The Sportage is at the forefront of the brand’s surge with sales of the medium SUV up more than 40 per cent yearon-year and the marque’s second best seller after the Cerato.
The base model front drive only 2.0-litre Si petrol is $29,990 on the road while the review vehicle with all the bells and whistles, the 2.0-litre turbodiesel Platinum GT Line, is $49,990.
There is a huge price difference between the entry level and the top of the range, but the Platinum is a classy and quality vehicle.
The Sportage is among the slickest medium-sized SUVs with concept car-like 19in rims, a body kit, blackened exterior and the cool headlight arrangements, including ice cube daytime running lamps, giving it an up-market presence.
Kia has adopted the same front-end arrangement across most of its range, with the large, keyhole-style grille a distinctive feature.
Inside, the Sportage is quite dark throughout, thanks mainly to its GT Line status.
Different shades of grey and black dominate with a lighter roof adding some brighter contrast.
At least in this top-spec version, in terms of practicality the Sportage is perfect in a lot of ways.
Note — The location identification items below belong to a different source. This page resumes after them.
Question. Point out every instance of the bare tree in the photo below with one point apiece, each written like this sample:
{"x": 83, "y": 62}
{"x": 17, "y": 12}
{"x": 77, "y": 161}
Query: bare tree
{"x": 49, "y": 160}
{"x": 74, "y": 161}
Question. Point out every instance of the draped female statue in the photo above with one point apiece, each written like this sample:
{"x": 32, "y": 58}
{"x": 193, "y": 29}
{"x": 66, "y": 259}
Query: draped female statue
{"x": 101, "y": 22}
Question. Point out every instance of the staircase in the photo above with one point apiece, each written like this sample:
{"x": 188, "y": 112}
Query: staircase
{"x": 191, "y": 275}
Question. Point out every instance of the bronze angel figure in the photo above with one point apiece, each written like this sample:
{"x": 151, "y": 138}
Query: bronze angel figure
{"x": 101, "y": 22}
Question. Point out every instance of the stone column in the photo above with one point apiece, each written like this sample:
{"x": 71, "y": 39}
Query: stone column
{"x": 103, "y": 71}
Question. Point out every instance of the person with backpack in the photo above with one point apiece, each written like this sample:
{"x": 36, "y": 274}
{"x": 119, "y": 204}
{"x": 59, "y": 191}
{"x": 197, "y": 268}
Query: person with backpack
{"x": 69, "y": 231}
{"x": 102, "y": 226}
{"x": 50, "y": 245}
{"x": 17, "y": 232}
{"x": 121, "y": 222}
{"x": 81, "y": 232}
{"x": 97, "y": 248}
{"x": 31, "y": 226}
It has loads of features that will be used every day and manages to avoid the majority of fiddly extras that won’t be used all that often.
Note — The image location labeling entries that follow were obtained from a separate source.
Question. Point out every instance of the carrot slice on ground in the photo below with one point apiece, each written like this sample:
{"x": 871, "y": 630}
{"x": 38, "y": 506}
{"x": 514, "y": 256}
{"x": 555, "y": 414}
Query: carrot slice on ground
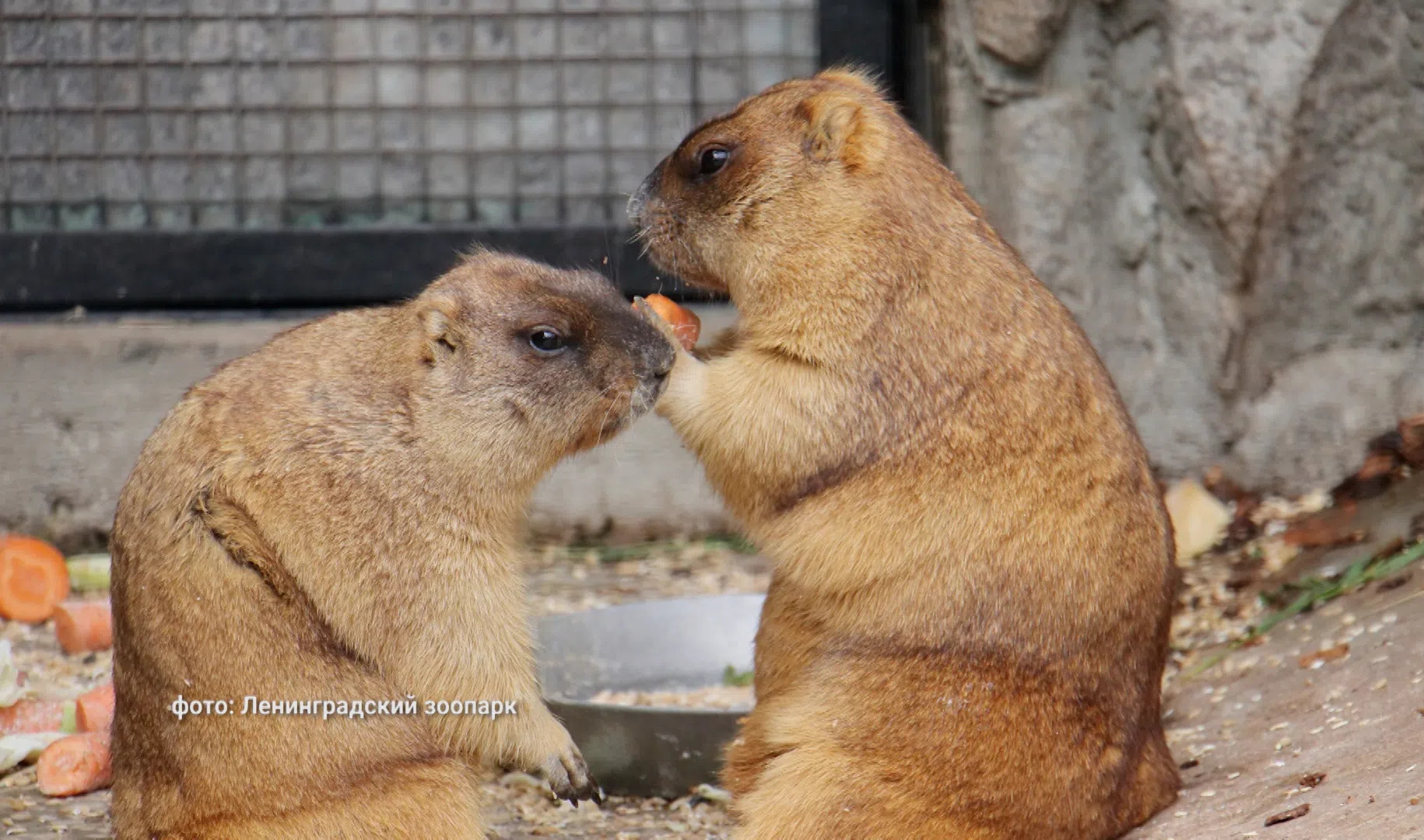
{"x": 84, "y": 625}
{"x": 96, "y": 709}
{"x": 75, "y": 764}
{"x": 32, "y": 716}
{"x": 33, "y": 579}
It has a wireless charging pad for smartphones.
The multimedia screen is small, but high quality, and can be controlled either by a touch
or a clear, concise and easy-tooperate line of buttons on the centre console.
A pair of traditional analog instruments flank a wide digital screen in the centre of the dash.
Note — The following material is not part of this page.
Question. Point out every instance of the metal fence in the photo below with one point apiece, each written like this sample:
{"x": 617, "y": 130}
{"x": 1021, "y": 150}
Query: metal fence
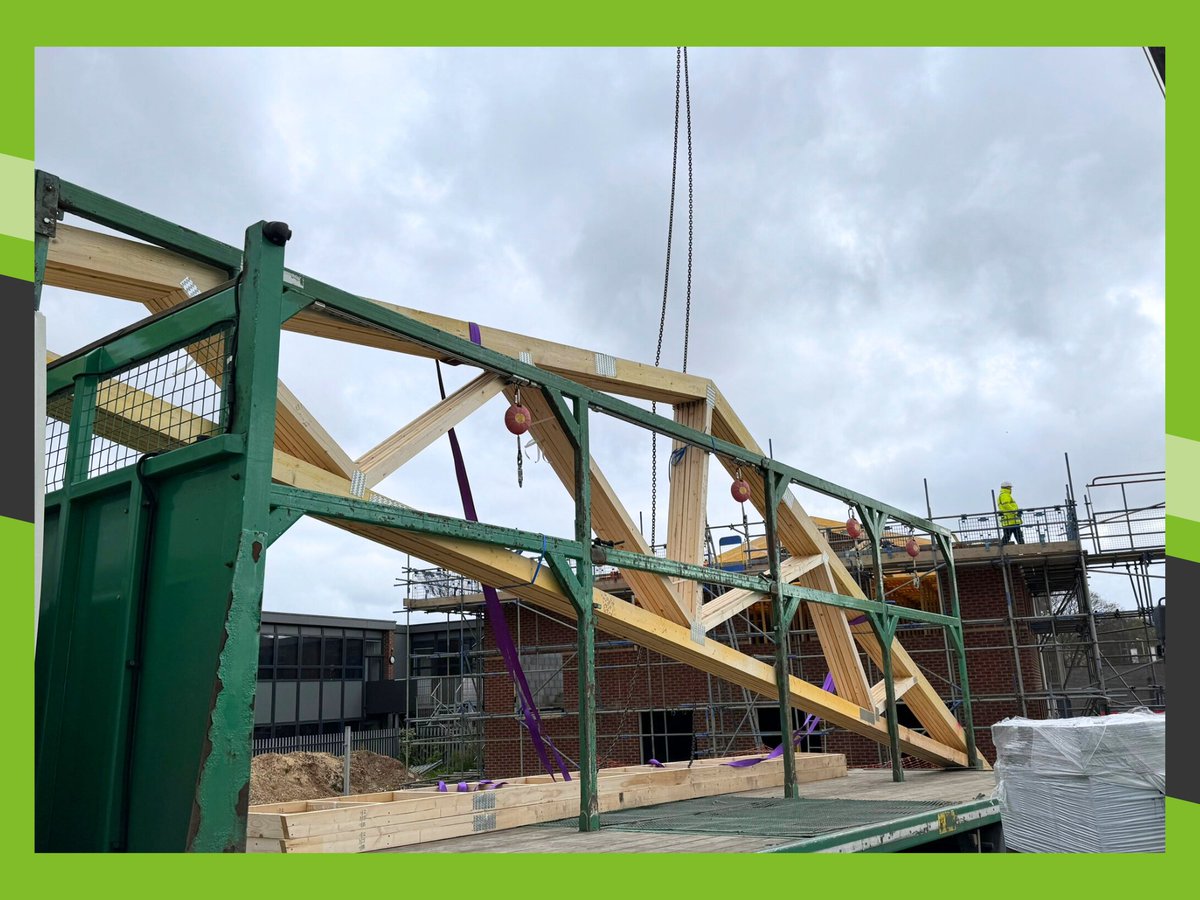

Storage is plentiful and clever without going over the top.
There are two cupholders line astern in the centre console, space for larger bottles in all four doors, as well as a pair of slightly undersized cup holders in the rear centre armrest.
It’s well-equipped with leather trimmed seats, 19in alloys, auto emergency braking, lane departure, automatic tailgate, keyless entry, auto lights and wipers, LED lights and fog lamps, dual-zone climate control, vented and heated powered seats, and parking assist.
The AWD version of the Sportage gets a six speed automatic transmission, as well as a remote button to lock the centre diff, while a ‘Drive Select’ switch allows for Eco and Sport modes for gearbox and throttle.
The Sportage is easy to drive, even with the addition of the heavier AWD/diesel drivetrain.
It’s also quiet, but the larger, wider, lower profile tyres, transmit road noise on coarse bitumen.
The little diesel is lively and, while there is a bit of gruffness at start-up, it quickly fades when the car is up to speed, especially when cruising at 100km/h
The steering is not too light and will vary with speed. It’s also got a surprising amount of feel for such a small, high-riding vehicle. The six-speeder can also be controlled via paddles.
The common rail direct injection 2.0-litre turbo-diesel is a willing performer with excellent manners.
Maximum power of 136kW arrives at 4000rpm, while its 400Nm of torque is available from as low as 1750rpm.
Kia claims a combined fuel economy figure of 6.8 litres per 100km. I saw a best of 7.3L/100km over 350km. The 62-litre diesel tank gives a theoretical range of 795km.
Kia’s seven-year/unlimited km warranty includes roadside assist and a free first service at three months.
Cheap and cheerful doesn’t cut it for Kia anymore.
The Sportage Platinum GT Line is well-resolved, wellpackaged and thoroughly enjoyable.